People often like to take pot-shots at statisticians, psychologists and other data-driven professionals for seeing correlations and relationships where none really exists. Especially if it involves an over-complicated model.

But rarely does such criticism come from inside those professions. And even more infrequently does it come through the medium of satire. But out of the blue, a paper by “Uchen Benzimeni” (apparently serb-croat for ‘Unnamed Scholar’) does just that.

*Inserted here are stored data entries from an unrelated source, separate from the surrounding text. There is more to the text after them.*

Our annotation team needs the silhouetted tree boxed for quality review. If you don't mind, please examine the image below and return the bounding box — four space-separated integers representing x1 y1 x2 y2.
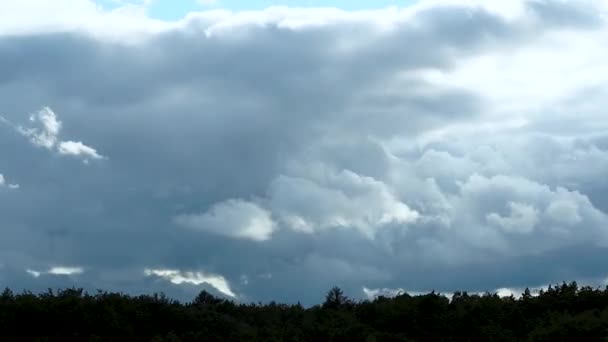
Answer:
323 286 350 309
0 282 607 341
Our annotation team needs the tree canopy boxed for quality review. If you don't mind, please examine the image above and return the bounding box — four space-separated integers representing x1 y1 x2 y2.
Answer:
1 281 608 341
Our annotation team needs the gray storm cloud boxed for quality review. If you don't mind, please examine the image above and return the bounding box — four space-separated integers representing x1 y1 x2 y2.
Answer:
1 0 608 304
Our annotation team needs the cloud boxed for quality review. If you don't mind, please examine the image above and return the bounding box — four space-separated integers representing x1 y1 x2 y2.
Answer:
26 266 84 277
267 169 419 238
0 0 608 304
0 174 19 190
486 201 539 234
26 269 41 278
58 141 104 160
362 284 553 300
0 0 169 41
175 199 276 242
8 107 106 162
48 266 85 275
363 287 407 299
19 107 61 149
144 268 236 297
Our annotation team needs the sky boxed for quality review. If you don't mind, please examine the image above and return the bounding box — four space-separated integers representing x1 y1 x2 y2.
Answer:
1 0 608 305
96 0 416 20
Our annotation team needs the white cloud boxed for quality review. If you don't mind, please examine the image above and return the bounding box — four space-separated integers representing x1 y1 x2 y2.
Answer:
546 200 583 226
48 266 84 275
486 202 539 234
0 0 170 41
363 287 406 299
443 174 608 259
19 107 61 149
144 268 236 297
0 0 585 41
26 266 84 277
175 199 276 241
26 269 41 278
363 285 550 301
418 26 608 135
493 285 555 298
269 168 419 239
58 141 104 160
0 174 19 190
363 286 455 300
11 107 105 162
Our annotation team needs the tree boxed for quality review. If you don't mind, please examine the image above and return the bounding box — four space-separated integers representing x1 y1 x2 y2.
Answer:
323 286 350 309
192 290 221 306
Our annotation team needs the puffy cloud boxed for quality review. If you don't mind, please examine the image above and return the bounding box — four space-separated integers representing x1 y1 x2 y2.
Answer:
267 168 419 238
20 107 61 149
546 200 583 226
175 199 276 242
6 107 105 162
486 201 540 235
0 0 169 41
0 0 608 304
58 141 104 160
445 174 608 259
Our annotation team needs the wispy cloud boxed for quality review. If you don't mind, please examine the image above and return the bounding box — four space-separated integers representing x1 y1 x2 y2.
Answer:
26 266 85 278
0 174 19 190
145 269 236 297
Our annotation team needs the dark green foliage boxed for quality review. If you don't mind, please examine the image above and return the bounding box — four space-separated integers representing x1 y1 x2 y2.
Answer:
1 282 608 341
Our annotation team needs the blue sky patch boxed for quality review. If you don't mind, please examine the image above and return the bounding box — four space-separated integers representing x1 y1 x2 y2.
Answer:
96 0 415 20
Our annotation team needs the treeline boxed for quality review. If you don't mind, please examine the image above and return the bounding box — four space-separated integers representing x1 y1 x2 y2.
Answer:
1 282 608 341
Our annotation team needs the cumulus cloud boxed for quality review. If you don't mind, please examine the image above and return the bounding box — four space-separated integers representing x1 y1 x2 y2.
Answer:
267 168 419 238
175 199 276 242
8 107 106 162
0 0 169 41
486 202 540 234
58 141 104 160
0 0 608 304
399 171 608 263
20 107 61 149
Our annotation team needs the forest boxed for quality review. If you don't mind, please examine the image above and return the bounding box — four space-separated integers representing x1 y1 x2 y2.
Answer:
1 282 608 341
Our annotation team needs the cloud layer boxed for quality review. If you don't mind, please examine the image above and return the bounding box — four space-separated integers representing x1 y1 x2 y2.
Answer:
1 0 608 304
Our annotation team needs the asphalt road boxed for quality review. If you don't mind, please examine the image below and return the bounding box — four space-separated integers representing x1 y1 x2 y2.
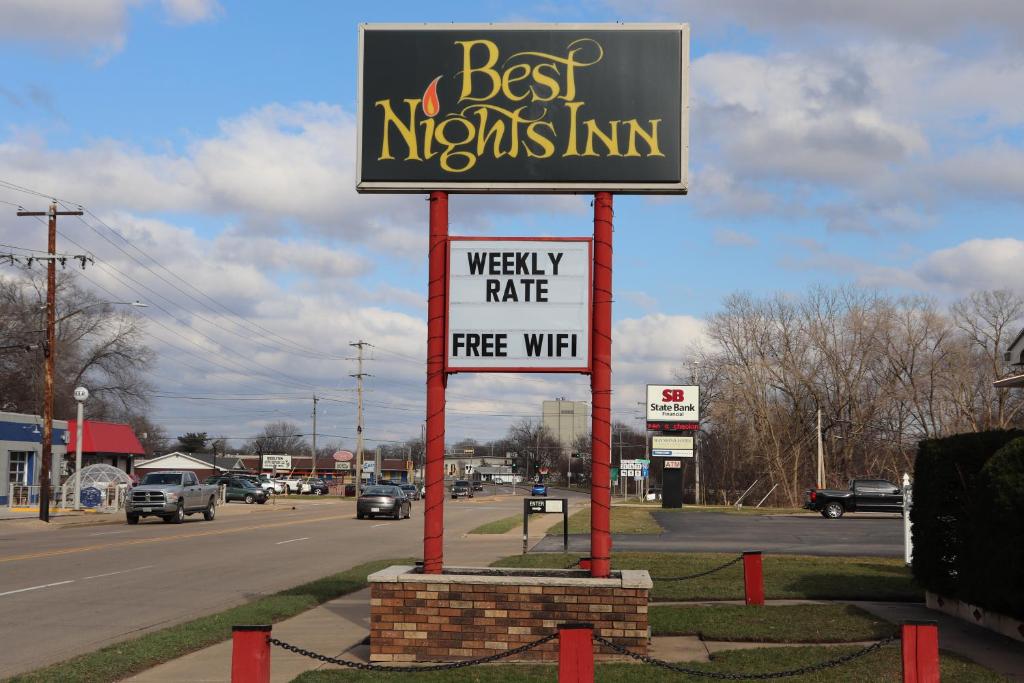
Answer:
0 486 541 678
532 508 905 556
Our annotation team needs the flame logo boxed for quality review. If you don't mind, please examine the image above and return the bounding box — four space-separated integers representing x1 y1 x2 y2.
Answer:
421 76 442 117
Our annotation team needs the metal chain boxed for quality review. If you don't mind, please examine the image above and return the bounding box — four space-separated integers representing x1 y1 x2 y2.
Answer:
593 633 899 680
268 632 557 673
652 554 744 581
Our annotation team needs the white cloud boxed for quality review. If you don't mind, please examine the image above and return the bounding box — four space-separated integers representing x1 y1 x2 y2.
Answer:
160 0 221 24
914 238 1024 292
0 0 220 60
605 0 1024 44
0 0 132 59
712 228 758 247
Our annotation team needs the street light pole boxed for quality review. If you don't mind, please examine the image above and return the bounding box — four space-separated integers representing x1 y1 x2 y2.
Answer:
73 387 89 510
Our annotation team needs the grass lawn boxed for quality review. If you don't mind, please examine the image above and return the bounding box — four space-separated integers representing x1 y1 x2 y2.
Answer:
650 604 898 642
546 506 661 535
493 552 922 602
470 514 522 534
8 558 413 683
613 503 808 515
292 645 1000 682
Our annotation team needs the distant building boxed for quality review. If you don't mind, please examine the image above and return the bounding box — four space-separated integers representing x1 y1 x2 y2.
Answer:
542 400 589 452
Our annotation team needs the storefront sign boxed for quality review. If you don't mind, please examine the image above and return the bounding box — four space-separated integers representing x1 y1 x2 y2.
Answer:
664 460 682 469
652 436 693 450
263 454 292 469
334 462 352 471
647 385 699 425
358 24 689 193
447 237 591 372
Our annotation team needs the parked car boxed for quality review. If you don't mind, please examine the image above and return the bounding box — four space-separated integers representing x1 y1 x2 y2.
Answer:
472 481 484 491
125 471 219 524
236 473 281 495
299 478 329 495
531 483 548 496
645 487 662 502
279 477 303 494
400 483 421 501
804 479 904 518
206 476 269 504
356 485 412 520
450 480 473 499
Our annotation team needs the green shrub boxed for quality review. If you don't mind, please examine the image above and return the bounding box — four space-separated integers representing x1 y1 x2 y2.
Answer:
966 438 1024 618
911 429 1024 618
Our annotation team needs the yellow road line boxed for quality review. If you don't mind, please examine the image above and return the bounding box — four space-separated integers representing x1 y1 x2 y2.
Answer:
0 512 353 565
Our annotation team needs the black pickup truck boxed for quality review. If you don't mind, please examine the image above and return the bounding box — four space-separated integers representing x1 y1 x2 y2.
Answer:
804 479 903 518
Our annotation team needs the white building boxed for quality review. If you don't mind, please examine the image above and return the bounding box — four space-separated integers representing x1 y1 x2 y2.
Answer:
542 400 589 452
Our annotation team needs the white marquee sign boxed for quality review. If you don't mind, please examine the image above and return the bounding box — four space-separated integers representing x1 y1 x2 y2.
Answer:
447 238 592 372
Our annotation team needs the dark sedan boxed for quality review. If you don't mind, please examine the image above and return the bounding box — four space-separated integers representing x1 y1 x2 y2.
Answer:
205 476 268 504
400 483 421 501
356 485 412 520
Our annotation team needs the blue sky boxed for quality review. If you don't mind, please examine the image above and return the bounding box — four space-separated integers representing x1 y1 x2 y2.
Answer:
1 0 1022 447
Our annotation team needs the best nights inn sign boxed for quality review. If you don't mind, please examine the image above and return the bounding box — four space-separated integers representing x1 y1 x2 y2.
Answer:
357 24 689 194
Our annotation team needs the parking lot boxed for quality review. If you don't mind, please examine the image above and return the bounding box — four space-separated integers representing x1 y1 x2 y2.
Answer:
532 508 905 557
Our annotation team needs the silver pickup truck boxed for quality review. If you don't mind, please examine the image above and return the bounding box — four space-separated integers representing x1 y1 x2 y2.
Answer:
125 471 219 524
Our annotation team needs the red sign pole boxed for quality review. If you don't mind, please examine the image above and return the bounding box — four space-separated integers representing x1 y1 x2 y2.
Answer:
590 192 614 578
423 191 448 574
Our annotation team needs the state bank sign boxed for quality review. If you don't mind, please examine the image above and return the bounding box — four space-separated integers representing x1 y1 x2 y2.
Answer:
447 237 591 372
357 24 689 193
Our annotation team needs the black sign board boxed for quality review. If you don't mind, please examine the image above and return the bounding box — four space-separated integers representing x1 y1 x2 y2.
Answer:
358 24 689 194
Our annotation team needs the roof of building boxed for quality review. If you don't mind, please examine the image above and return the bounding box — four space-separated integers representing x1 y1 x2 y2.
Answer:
135 451 229 471
67 420 144 455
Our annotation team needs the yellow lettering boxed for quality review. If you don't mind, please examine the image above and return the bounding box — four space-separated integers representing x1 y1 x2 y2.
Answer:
472 107 508 159
435 117 478 172
501 63 532 102
530 63 560 102
419 117 438 159
525 121 556 158
456 39 501 102
375 98 421 161
583 120 620 157
563 101 585 156
624 119 664 157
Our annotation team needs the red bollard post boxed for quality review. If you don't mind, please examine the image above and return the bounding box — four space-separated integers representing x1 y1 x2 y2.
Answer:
558 623 595 683
579 557 592 571
231 625 271 683
743 551 765 606
902 622 940 683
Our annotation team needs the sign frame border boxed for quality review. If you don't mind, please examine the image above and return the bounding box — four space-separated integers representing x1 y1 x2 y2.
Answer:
445 236 594 374
646 383 700 425
356 22 690 194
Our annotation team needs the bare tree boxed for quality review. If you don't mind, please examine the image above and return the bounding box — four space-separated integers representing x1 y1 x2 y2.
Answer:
246 421 308 455
0 268 154 420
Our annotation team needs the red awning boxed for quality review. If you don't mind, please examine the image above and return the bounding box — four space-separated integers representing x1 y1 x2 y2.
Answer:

Age is often found to be associated with a plenitude of socioeconomic, politico-administrative, biological and thanatological variables. Much less attention has been paid by scholars, however, to explaining `age’. In this paper we address this unfortunate scientific lacuna by developing a model of `age’ as a function of several factors suggested by (post)rational choice and social constructionist theories. Using state-of-the-art multilevel statistical techniques, our analysis allows the determinants of age to vary with the institutional characteristics of European countries. Our findings convincingly show that generalized trust in strangers, support for incumbent extremist political parties in provincial elections held in the month of January, and the percentage of overqualified women in the cafeterias of national parliaments are all statistically significant explanations of `age’. Our findings have obvious implications for conspiracy theorists, organizational advisors, spin doctors and ordinary charlatans.

The only thing I’m left thinking about is how the hell it got past the editors.